Just as a caveat to other FreeBSD users: I've done very little testing of SLURM on 10.0 at this point.

I tend to shy away from dot-oh releases of anything and 10.0 introduces two major changes: A switch to clang as the base compiler as well as pkgng as the default package management system.

That said, I am running 10.0 on a few non-critical systems and have see remarkably few problems with it. There are still a few ports having issues with clang, but the base system seems to be rock solid.

Just the same, I'm sticking with 9.2 for critical production systems at least until 10.1 is out.

In the meantime, I would appreciate any feedback on the SLURM port under 10.x.

Regards,

    JB

On 2/21/14 8:52 AM, Bob Healey wrote:

I've compiled the various bits of data folks have asked me for off list to http://boyle.che.rpi.edu/~healer/slurm The biggest group I'm using for access control has 30 members. Groups are sourced from an external LDAP server.

System Details:
FreeBSD 10.0
Intel Atom D525
Compiler: Clang/llvm (FreeBSD 10 default compiler)

My queues are working with the old configs that I wanted to migrate off of, so this is not urgent, and it sounds like I'm the first to try something odd like this.

Bob Healey
Systems Administrator
Biocomputation and Bioinformatics Constellation
and Molecularium
[email protected]
(518) 276-4407

On 2/20/2014 5:52 PM, Jason Bacon wrote:


Hello Bob,

FYI, the FreeBSD port is very new and the groups feature is untested as far as I know. If you can provide any additional information, such as a debugger stack trace from the crash, it might expedite a solution.

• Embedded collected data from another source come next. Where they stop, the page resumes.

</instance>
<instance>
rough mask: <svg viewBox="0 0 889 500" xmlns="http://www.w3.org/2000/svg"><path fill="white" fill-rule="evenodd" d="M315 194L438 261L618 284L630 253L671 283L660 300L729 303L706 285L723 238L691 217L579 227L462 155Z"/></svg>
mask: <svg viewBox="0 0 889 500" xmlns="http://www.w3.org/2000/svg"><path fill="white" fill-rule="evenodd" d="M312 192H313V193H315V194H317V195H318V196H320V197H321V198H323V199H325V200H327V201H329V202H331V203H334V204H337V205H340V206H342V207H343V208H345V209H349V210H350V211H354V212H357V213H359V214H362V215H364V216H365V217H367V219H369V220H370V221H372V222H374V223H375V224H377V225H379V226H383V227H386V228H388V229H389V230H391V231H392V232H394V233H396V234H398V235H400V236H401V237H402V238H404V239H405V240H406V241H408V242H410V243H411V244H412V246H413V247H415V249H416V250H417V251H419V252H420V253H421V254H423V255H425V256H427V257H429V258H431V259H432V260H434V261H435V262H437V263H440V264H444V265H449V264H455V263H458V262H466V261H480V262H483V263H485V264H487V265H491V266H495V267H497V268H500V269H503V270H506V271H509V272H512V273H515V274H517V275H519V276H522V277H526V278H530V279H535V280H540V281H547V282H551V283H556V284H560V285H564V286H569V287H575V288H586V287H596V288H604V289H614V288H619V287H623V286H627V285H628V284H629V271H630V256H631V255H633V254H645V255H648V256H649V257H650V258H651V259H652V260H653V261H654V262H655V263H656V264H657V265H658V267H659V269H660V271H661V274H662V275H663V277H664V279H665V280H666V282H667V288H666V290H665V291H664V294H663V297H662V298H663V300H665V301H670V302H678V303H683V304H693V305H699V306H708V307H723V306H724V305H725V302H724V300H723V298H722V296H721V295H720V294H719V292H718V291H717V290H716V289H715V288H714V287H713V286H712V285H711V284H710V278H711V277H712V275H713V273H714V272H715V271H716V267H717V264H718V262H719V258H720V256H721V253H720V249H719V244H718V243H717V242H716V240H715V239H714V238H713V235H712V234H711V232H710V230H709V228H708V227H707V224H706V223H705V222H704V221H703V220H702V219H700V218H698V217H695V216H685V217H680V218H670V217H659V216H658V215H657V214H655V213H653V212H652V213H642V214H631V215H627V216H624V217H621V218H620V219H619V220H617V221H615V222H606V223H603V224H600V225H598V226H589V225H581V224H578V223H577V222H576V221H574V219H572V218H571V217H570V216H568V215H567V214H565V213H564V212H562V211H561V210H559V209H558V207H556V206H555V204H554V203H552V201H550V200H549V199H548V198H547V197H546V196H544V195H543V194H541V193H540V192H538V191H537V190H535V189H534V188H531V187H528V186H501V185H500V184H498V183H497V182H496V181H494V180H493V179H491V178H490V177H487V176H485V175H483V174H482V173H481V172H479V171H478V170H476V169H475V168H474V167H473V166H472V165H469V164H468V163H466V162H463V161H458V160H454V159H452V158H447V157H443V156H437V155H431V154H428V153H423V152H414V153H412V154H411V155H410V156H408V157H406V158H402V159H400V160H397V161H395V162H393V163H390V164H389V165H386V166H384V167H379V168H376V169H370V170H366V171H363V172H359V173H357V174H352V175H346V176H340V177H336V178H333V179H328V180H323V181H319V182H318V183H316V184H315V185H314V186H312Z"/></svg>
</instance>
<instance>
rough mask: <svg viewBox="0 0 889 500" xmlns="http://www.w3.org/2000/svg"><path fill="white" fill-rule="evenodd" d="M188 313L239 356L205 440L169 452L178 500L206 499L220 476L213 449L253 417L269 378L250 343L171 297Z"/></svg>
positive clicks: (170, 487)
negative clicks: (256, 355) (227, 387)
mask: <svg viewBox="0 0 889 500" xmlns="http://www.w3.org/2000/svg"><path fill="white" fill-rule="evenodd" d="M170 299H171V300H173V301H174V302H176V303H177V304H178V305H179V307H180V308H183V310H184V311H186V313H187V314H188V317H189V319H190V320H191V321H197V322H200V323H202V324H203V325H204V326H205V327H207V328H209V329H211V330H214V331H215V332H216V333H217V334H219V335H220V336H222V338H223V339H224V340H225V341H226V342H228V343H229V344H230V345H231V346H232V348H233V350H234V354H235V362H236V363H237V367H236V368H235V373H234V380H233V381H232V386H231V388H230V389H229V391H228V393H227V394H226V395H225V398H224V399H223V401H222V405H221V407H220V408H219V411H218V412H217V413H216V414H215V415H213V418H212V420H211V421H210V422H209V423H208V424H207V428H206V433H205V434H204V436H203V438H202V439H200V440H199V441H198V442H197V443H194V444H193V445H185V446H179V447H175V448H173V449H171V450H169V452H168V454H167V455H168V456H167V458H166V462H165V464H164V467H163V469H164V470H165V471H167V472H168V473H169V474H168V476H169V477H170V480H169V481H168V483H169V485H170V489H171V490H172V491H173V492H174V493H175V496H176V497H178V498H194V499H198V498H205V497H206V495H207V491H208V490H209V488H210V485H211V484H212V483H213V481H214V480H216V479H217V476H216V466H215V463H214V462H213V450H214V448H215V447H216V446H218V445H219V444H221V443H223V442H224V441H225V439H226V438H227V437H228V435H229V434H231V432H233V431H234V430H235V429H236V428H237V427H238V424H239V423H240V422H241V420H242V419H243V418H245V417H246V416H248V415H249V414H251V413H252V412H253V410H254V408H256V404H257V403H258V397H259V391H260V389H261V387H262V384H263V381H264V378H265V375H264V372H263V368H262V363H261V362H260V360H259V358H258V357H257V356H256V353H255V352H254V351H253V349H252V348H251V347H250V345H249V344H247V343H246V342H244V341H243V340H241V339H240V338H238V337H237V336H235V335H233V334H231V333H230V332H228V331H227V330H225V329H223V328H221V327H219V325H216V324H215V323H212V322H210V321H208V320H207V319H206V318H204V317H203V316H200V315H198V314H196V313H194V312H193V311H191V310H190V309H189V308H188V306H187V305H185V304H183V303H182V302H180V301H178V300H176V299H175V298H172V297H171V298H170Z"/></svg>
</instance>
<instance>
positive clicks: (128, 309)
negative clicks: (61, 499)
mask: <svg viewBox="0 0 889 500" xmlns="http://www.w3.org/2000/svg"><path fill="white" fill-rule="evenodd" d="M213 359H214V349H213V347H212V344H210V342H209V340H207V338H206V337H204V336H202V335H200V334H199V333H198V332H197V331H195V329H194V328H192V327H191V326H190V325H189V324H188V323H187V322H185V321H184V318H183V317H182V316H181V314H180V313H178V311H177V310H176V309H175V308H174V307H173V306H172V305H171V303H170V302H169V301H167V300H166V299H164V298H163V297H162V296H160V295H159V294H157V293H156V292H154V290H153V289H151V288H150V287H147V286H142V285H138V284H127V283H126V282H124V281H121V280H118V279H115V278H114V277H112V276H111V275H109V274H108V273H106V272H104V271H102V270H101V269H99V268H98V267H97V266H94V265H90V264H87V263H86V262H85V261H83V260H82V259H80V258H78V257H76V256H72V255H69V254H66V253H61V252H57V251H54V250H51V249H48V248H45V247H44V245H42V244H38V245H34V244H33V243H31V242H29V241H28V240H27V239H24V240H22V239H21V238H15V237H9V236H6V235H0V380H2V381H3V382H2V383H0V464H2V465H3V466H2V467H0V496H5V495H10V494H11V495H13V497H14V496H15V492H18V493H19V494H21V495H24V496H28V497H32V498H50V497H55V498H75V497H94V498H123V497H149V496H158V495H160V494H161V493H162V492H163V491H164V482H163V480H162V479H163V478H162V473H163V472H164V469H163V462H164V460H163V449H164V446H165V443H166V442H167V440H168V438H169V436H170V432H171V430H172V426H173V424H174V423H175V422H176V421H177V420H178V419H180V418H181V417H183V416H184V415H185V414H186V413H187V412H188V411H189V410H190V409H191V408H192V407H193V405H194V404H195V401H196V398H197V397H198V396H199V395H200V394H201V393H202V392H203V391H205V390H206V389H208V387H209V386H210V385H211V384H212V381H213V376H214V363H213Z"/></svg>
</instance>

I'm currently working on the srun --pty flag and there are probably a few other issues I'm not yet aware of. If you discover any other issues, please report them to this list and I'll put them on the to-do list.

Regards,

    Jason

On 2/20/14 3:08 PM, Bob Healey wrote:

I am slowly migrating my slurmctld's from RHEL 5 to FreeBSD for greater reliability. My cluster support systems are all FreeBSD, and not accessible to end users. The RHEL 5 systems are all end user accessible. I've copied a working slurm.conf file over to FreeBSD, and slurmctld segfaults at startup if I have AllowGroups=Something in the partition definition. The group definitions are stored in LDAP if that makes a difference.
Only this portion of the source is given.